While it fails to connect overall there are elements within the film that still manage to entertain. Most obvious and successful is a sense of humor that continues even as the danger grows. From a humorous, iPad-assisted musical suspense cue to some entertaining banter the film maintains a mostly light-hearted feel until the third act. It also manages some slick, low budget style with a camera that moves fluidly between rooms and over walls as if inspired by another threesome’s misadventures in Danny Boyle’s Shallow Grave. Unfortunately it lacks any of that film’s smarts or visceral action as not even a nail gun in the wrong hands finds that much traction leaving viewers instead with a mild, forgettable and mostly uneventful New Year’s party.
The Fridge (Philippines)
Tina has arrived back in the Philippines from an extended stay in America after the death of her parents, but as she makes herself familiar with the large, moderately creepy old house she discovers secrets better left undisturbed and unplugged. Weird neighbors peek in windows, a disfigured old man bursts in the front door insisting she leave immediately, and bottles of wet stuff keep appearing on her kitchen table. Oh, and the refrigerator keeps eating people. It would be enough to make anyone book a return flight back to San Francisco, or at least say no to leftovers, but Tina sticks it out to find the answers behind her parents’ demise.
There are lots of reasons to dislike this movie, but the core one comes down to an imbalance in premise and execution. The film is played fairly straight with only the slightest edge of camp or over-the-top goofiness (usually reserved for the neighbors gay roommate), and that tone just doesn’t match the core plot line here involving a haunted, tentacle-filled, John Carpenter’s The Thing-inspired kitchen appliance. An infusion of laughs would have helped immensely as instead we’re left with actors of questionable skill trying and failing to play it serious.

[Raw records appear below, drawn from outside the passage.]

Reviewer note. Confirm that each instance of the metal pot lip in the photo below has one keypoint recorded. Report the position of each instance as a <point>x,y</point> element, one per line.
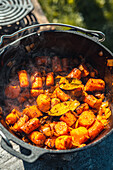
<point>18,141</point>
<point>92,38</point>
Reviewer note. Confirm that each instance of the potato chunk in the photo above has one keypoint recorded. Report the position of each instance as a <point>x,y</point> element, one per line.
<point>31,125</point>
<point>43,102</point>
<point>95,85</point>
<point>75,73</point>
<point>60,128</point>
<point>32,111</point>
<point>95,129</point>
<point>68,118</point>
<point>63,142</point>
<point>79,135</point>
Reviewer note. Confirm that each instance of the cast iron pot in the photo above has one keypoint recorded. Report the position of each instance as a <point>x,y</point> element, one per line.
<point>72,41</point>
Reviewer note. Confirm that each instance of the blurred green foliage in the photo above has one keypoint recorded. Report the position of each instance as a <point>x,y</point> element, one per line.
<point>90,14</point>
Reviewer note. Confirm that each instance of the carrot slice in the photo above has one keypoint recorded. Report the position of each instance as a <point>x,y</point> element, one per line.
<point>94,84</point>
<point>60,128</point>
<point>31,125</point>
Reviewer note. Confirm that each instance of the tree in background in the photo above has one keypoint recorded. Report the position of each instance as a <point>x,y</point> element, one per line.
<point>91,14</point>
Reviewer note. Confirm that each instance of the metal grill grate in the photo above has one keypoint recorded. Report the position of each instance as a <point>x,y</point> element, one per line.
<point>12,11</point>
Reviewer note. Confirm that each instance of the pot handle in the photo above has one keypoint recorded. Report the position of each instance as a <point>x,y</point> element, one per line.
<point>34,153</point>
<point>21,34</point>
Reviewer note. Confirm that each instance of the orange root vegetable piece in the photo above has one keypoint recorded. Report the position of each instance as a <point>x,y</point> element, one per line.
<point>50,79</point>
<point>12,117</point>
<point>56,64</point>
<point>94,84</point>
<point>75,73</point>
<point>23,78</point>
<point>54,101</point>
<point>68,118</point>
<point>81,108</point>
<point>12,92</point>
<point>50,143</point>
<point>79,135</point>
<point>63,142</point>
<point>37,137</point>
<point>61,128</point>
<point>61,95</point>
<point>78,91</point>
<point>36,80</point>
<point>95,129</point>
<point>36,92</point>
<point>84,70</point>
<point>43,102</point>
<point>92,101</point>
<point>46,130</point>
<point>86,118</point>
<point>65,64</point>
<point>21,121</point>
<point>31,125</point>
<point>32,111</point>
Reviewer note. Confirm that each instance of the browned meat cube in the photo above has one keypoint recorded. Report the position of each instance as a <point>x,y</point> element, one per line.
<point>43,102</point>
<point>31,125</point>
<point>75,73</point>
<point>56,64</point>
<point>12,92</point>
<point>32,111</point>
<point>95,129</point>
<point>63,142</point>
<point>81,108</point>
<point>95,85</point>
<point>36,92</point>
<point>92,101</point>
<point>68,118</point>
<point>54,101</point>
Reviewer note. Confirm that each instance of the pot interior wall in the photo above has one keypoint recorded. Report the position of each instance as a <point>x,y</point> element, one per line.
<point>66,44</point>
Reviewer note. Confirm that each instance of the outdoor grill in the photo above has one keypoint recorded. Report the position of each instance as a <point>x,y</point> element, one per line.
<point>68,42</point>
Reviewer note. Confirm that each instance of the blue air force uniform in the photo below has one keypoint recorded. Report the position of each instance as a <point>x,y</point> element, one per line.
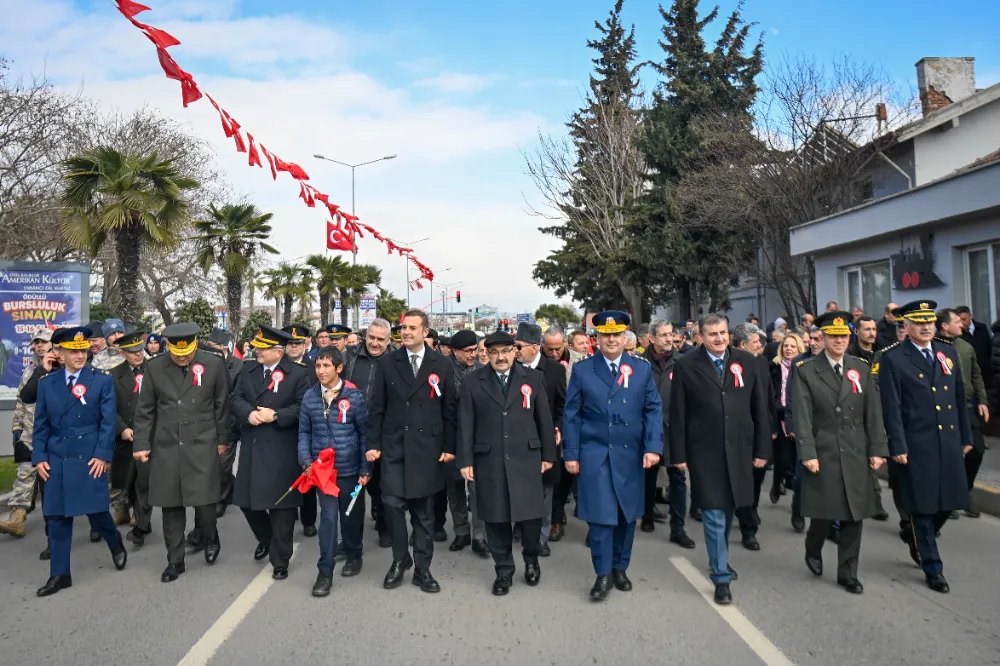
<point>75,424</point>
<point>923,402</point>
<point>607,427</point>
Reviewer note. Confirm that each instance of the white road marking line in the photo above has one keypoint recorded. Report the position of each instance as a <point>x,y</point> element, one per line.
<point>202,651</point>
<point>757,641</point>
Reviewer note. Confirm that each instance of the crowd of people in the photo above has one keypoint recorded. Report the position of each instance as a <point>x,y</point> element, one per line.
<point>504,431</point>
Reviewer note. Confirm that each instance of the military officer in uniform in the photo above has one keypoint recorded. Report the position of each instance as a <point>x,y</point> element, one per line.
<point>74,440</point>
<point>265,404</point>
<point>182,426</point>
<point>840,438</point>
<point>923,403</point>
<point>507,441</point>
<point>612,432</point>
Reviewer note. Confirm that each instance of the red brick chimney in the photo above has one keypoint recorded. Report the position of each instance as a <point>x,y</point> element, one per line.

The film’s script is of no help as it barely manages a setup before devolving into a series of dull and repetitive actions. It’s not that bright either as exemplified by a move from Tina being accosted by a disfigured man in her house immediately to her shopping as if nothing had happened, and the mystery over that man’s identity? Non-existent. And Tina’s inexplicable lack of concern or awareness when jars of goo repeatedly appear on her table would be annoying if any other part of the script made us expect any better. On the bright side there are one or two special effects that tease impressive, but the big money shots manage little of their magic. Ultimately The Fridge is a concept that would have (and actually did) work better as a short film. There’s not enough of a story here to sustain interest resulting in a tale that makes it quite clear that the light’s off whether the door is open or closed.